Retrieve all genotype-phenotype associations for a specific marker

We will constrain the results by adding a condition to the q (query) parameter using the specific marker_symbol field. For Akt2, simply specify q=marker_symbol:Akt2

curl \
--basic  \
-X GET \
'http://www.ebi.ac.uk/mi/impc/solr/genotype-phenotype/select?q=marker_symbol:Akt2&wt=json'

Retrieve all genotype-phenotype associations for a specific MP term

We will constrain the results by adding a condition to the q (query) parameter using the specific mp_term_name field. To retrieve genotype associated to "decreased total body fat amount", simply specify q=mp_term_name:"decreased total body fat amount"

curl \
--basic  \
-X GET \
'http://www.ebi.ac.uk/mi/impc/solr/genotype-phenotype/select?q=mp_term_name:"decreased total body fat amount"&wt=json'

This also work with mp_term_id the corresponding MP term identifier.
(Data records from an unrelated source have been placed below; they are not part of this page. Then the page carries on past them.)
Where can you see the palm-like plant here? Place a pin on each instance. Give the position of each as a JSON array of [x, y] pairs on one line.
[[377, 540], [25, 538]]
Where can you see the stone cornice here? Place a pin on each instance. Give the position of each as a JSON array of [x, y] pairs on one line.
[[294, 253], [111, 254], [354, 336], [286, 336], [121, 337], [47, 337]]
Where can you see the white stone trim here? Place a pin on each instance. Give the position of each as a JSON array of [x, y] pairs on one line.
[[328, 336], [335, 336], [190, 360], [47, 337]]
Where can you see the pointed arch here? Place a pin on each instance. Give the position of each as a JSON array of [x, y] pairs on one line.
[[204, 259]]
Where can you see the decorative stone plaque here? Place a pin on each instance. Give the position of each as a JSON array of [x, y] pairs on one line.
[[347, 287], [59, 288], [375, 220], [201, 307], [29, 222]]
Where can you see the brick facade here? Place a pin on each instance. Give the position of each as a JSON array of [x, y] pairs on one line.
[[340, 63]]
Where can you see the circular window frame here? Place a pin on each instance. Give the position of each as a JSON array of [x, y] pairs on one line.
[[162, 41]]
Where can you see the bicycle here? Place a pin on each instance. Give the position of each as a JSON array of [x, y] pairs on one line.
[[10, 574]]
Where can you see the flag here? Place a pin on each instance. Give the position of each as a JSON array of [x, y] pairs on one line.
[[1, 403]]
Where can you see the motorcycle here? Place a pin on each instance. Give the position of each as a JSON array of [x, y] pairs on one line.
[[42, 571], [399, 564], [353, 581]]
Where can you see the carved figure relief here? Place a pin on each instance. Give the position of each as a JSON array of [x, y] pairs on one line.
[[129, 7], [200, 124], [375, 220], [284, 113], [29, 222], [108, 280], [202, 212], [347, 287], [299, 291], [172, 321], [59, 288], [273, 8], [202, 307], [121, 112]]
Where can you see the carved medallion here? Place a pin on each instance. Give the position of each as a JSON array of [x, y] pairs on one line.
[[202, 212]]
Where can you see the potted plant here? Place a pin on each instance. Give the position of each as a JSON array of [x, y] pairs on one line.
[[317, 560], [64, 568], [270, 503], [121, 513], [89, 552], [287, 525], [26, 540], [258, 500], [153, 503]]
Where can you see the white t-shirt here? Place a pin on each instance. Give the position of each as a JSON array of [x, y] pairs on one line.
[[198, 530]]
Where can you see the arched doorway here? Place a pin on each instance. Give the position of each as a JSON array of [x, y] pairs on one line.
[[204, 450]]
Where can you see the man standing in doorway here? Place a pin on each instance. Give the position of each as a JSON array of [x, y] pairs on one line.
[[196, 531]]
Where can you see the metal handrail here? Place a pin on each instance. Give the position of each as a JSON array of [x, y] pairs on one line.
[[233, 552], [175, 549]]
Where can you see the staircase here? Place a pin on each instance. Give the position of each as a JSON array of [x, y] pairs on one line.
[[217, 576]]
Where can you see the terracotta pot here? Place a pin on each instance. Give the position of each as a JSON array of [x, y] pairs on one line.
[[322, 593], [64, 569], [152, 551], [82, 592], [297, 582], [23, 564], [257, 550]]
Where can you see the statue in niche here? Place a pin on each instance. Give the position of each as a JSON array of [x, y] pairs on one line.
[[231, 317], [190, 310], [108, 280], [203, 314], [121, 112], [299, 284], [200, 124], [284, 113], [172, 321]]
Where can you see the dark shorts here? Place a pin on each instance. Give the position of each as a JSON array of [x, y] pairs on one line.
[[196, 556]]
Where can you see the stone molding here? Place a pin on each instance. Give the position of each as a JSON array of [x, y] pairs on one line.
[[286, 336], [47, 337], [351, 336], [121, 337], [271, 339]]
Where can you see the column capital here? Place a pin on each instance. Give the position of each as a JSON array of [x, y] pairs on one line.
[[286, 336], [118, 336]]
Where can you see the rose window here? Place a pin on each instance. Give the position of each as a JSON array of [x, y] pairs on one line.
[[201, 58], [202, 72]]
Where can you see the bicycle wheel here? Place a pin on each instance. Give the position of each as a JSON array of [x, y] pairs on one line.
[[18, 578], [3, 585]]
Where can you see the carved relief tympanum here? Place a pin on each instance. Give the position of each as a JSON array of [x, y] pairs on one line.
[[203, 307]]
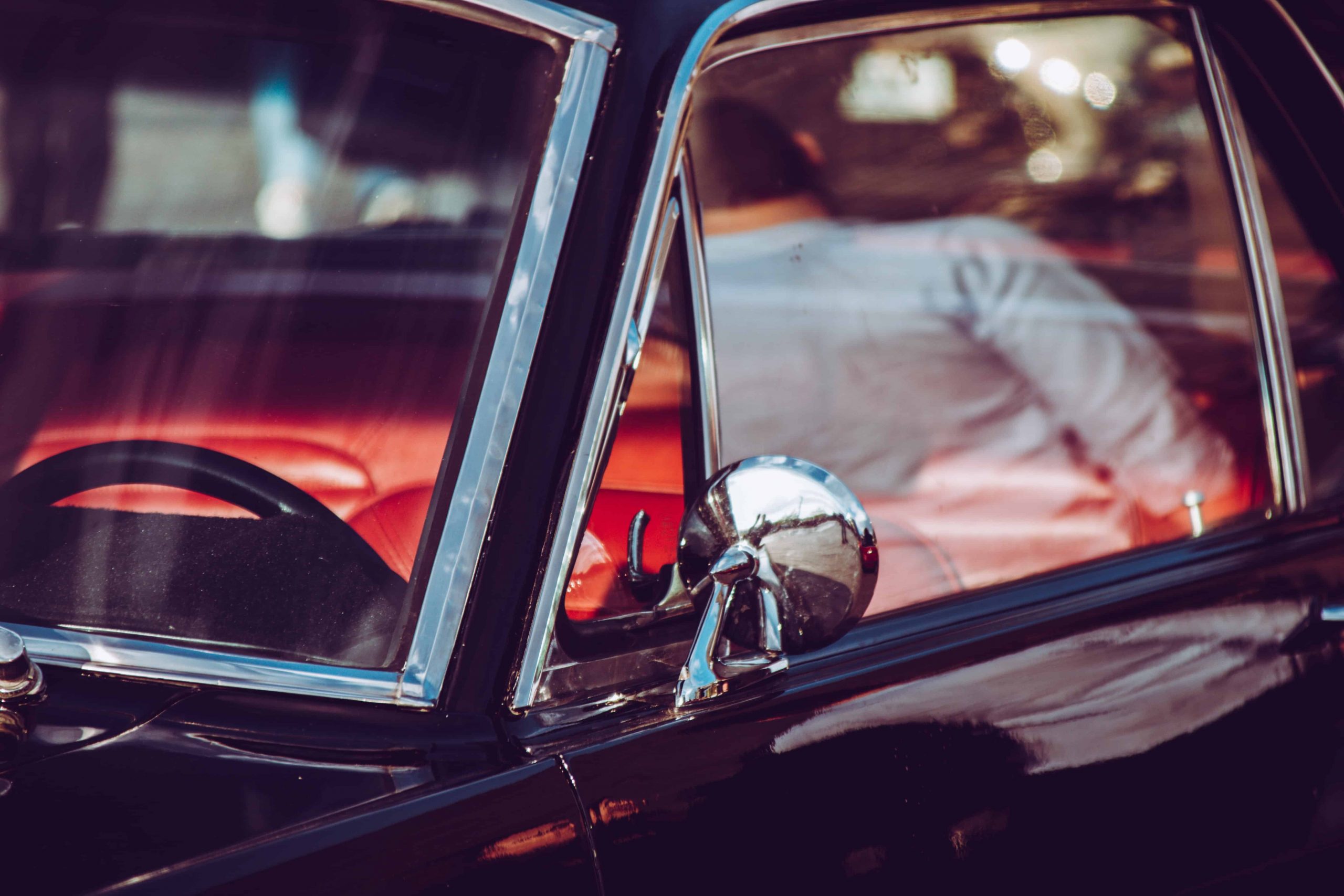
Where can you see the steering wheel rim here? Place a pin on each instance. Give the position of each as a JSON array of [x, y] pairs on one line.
[[183, 467]]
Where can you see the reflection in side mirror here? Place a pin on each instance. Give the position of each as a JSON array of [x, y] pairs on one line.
[[781, 558]]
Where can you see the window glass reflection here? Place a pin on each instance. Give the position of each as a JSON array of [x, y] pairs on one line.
[[990, 277], [262, 231]]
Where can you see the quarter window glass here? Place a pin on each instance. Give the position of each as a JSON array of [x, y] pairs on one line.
[[267, 234], [990, 276], [646, 469]]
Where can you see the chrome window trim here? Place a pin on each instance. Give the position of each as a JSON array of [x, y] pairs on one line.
[[603, 407], [704, 336], [613, 367], [588, 44], [1278, 376]]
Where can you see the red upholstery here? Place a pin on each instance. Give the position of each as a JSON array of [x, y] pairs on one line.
[[393, 525]]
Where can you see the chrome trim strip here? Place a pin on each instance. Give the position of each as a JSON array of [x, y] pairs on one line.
[[502, 393], [548, 19], [586, 42], [138, 657], [620, 361], [906, 20], [603, 402], [604, 399], [1311, 50], [705, 356], [1278, 376]]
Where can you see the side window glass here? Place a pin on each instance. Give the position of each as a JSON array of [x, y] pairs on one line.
[[646, 469], [990, 276]]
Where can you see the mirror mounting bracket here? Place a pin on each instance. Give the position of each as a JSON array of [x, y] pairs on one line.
[[707, 673], [781, 531]]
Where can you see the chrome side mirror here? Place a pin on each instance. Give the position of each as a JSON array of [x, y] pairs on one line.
[[781, 558]]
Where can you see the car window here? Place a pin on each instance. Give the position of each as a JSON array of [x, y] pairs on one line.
[[990, 276], [267, 236], [649, 462]]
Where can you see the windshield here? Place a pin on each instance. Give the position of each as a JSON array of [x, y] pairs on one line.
[[248, 253]]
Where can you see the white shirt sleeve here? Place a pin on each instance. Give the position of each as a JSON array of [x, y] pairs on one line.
[[1095, 366]]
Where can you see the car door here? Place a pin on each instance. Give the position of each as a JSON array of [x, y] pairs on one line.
[[1033, 287], [272, 279]]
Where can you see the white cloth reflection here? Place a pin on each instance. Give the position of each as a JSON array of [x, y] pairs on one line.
[[964, 379], [1102, 695]]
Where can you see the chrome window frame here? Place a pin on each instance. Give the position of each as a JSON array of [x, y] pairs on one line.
[[586, 45], [1283, 417]]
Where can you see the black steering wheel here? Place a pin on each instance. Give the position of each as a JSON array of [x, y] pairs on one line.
[[185, 467]]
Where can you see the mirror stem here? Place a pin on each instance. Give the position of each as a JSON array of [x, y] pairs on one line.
[[699, 680]]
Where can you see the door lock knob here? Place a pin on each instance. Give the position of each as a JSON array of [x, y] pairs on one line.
[[20, 679]]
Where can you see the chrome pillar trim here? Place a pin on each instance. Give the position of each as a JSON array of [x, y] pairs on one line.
[[585, 45], [616, 373], [454, 566], [704, 342], [113, 655], [603, 400], [1311, 50], [1278, 375]]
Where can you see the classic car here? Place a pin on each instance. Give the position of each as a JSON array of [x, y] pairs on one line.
[[628, 446]]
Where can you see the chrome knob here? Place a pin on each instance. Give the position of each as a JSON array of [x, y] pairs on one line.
[[1193, 500], [19, 676]]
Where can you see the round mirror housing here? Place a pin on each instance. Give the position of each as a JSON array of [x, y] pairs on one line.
[[812, 547]]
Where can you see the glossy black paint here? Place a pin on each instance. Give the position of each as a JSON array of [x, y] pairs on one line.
[[1159, 742], [158, 787], [136, 779]]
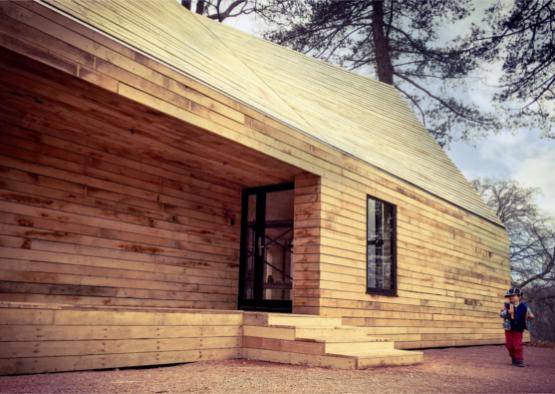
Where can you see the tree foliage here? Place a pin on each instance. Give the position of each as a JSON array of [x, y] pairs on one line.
[[402, 43], [220, 9], [396, 40], [522, 38], [532, 249]]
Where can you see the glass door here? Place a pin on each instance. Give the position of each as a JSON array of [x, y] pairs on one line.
[[266, 248]]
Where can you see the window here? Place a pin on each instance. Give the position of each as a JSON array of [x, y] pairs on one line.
[[380, 248]]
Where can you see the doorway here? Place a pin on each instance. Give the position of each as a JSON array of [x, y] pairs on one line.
[[266, 268]]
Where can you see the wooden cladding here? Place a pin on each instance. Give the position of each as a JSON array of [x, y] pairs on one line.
[[106, 205], [36, 339]]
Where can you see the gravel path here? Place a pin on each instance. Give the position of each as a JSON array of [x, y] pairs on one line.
[[473, 369]]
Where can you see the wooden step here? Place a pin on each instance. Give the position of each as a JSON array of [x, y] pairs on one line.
[[329, 361], [331, 332], [356, 345], [380, 358], [319, 341], [282, 319]]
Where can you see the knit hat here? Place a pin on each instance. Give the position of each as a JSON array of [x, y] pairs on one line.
[[513, 291]]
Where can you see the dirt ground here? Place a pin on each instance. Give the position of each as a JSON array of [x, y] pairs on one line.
[[473, 369]]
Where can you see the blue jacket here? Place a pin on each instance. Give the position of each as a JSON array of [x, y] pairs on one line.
[[519, 322]]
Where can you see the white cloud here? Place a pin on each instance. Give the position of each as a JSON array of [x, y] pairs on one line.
[[524, 157]]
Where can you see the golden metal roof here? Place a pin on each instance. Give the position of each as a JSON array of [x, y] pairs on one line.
[[364, 118]]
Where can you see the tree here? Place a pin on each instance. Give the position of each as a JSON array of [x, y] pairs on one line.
[[523, 39], [220, 9], [532, 249], [399, 42]]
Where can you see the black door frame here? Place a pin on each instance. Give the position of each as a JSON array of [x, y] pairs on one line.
[[258, 303]]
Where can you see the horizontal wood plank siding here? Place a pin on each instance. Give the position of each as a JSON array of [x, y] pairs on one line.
[[36, 339]]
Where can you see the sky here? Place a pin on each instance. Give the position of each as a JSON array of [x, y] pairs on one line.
[[520, 155]]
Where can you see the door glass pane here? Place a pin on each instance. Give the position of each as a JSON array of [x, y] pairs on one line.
[[277, 263], [248, 289], [381, 233], [278, 243]]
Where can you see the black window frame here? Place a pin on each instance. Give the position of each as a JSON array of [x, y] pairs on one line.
[[393, 290]]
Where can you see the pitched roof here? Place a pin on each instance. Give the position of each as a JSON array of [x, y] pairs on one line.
[[364, 118]]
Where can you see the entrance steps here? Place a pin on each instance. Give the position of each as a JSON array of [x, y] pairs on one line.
[[318, 341]]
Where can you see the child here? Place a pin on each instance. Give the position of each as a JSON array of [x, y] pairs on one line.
[[514, 316]]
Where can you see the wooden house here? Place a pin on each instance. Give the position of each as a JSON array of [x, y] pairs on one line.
[[172, 190]]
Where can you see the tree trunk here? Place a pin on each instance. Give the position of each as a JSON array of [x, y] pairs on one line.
[[381, 44]]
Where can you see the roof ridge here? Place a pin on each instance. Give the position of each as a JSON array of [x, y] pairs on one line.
[[215, 36]]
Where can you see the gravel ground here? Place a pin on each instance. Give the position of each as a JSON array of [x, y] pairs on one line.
[[472, 369]]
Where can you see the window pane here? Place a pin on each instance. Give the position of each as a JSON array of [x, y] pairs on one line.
[[381, 245]]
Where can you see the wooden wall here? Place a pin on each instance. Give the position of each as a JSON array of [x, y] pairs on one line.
[[452, 265], [98, 205], [452, 270], [50, 339]]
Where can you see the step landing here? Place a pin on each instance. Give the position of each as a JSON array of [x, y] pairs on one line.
[[318, 341]]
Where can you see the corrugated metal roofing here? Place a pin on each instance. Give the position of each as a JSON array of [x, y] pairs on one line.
[[359, 116]]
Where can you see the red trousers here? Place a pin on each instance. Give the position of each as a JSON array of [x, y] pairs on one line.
[[513, 343]]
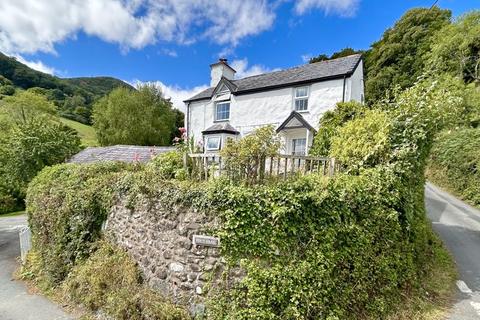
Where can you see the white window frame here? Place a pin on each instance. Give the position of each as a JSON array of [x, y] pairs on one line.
[[218, 144], [294, 143], [295, 98], [216, 113]]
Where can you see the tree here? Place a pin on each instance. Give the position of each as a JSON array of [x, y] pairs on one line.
[[456, 49], [142, 117], [33, 145], [26, 105], [339, 54], [397, 59]]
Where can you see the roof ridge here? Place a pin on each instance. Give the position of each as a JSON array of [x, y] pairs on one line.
[[300, 66]]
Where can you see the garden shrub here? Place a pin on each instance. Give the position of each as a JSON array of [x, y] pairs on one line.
[[245, 158], [168, 165], [364, 141], [110, 281], [312, 247], [66, 206], [455, 163], [331, 121]]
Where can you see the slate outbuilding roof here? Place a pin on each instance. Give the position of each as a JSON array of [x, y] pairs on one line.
[[314, 72], [223, 127], [118, 153]]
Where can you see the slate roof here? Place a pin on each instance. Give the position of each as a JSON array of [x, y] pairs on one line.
[[223, 127], [308, 73], [300, 118], [118, 153]]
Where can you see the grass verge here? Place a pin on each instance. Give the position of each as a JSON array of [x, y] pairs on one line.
[[434, 297], [12, 214], [86, 133]]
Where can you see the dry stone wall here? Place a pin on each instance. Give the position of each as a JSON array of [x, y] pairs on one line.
[[160, 240]]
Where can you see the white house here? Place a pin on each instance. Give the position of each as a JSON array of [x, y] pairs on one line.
[[292, 100]]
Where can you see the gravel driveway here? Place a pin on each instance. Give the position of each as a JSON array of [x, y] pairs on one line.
[[15, 301], [458, 225]]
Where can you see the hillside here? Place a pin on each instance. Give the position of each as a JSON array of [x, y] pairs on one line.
[[73, 96], [85, 132]]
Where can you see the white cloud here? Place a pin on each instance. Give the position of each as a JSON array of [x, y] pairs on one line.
[[36, 65], [344, 8], [28, 26], [175, 93], [306, 57], [244, 70]]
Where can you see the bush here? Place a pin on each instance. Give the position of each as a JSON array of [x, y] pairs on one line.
[[7, 202], [110, 281], [455, 163], [244, 158], [331, 121], [66, 206], [364, 141], [7, 90], [140, 117]]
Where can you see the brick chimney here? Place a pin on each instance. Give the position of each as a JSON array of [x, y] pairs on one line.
[[220, 69]]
In this case specify q=mp_term_id:"MP:0010025"

curl \
--basic  \
-X GET \
'http://www.ebi.ac.uk/mi/impc/solr/genotype-phenotype/select?q=mp_term_id:"MP:0010025"&wt=json'

Retrieve all genotype-phenotype associations for a top level MP term

We will constrain the results by adding a condition to the q (query) parameter using the specific top_level_mp_term_name field. This will work with top_level_mp_term_id if you pass an identifier instead of the MP term name. To retrieve genotype associated to "decreased total body fat amount", simply specify q=top_level_mp_term_name:"nervous system phenotype"

curl \
--basic  \
-X GET \
'http://www.ebi.ac.uk/mi/impc/solr/genotype-phenotype/select?q=top_level_mp_term_name:"nervous system phenotype"&wt=json'

Retrieve all genotype-phenotype associations with a p-value cut-off

In this example, we will apply a cut-off to the previous query and add a condition to the q (query) command. In Solr, you can specify a range to retrieve results. For instance, if you want p-values below 0.0001, you can add this condition p_value:[0 TO 0.0001]. Here, we will retrieve genotype associated to a nervous system phenotype with a p-value cut-off of 0.00005.

curl \
--basic  \
-X GET \
'http://www.ebi.ac.uk/mi/impc/solr/genotype-phenotype/select?q=top_level_mp_term_name:"nervous system phenotype" AND p_value:[0 TO 0.00005]&wt=json'

Retrieve all genotype-phenotype associations for a specific phenotyping center

We will constrain the results by adding a condition to the q (query) parameter using the specific phenotyping_center field. To retrieve all MP associations to "WTSI" (Wellcome Trust Sanger Institute) phenotyping centre ,specify q=phenotyping_center:"WTSI"

curl \
--basic  \
-X GET \
'http://www.ebi.ac.uk/mi/impc/solr/genotype-phenotype/select?q=phenotyping_center:"WTSI"&wt=json'

Get the phenotyping resource names

We will start by a simple request to get the different phenotyping resource names (EuroPhenome, MGP, IMPC). This will be the basis to filter historical phenotyping resources like EuroPhenome or active resource like IMPC project.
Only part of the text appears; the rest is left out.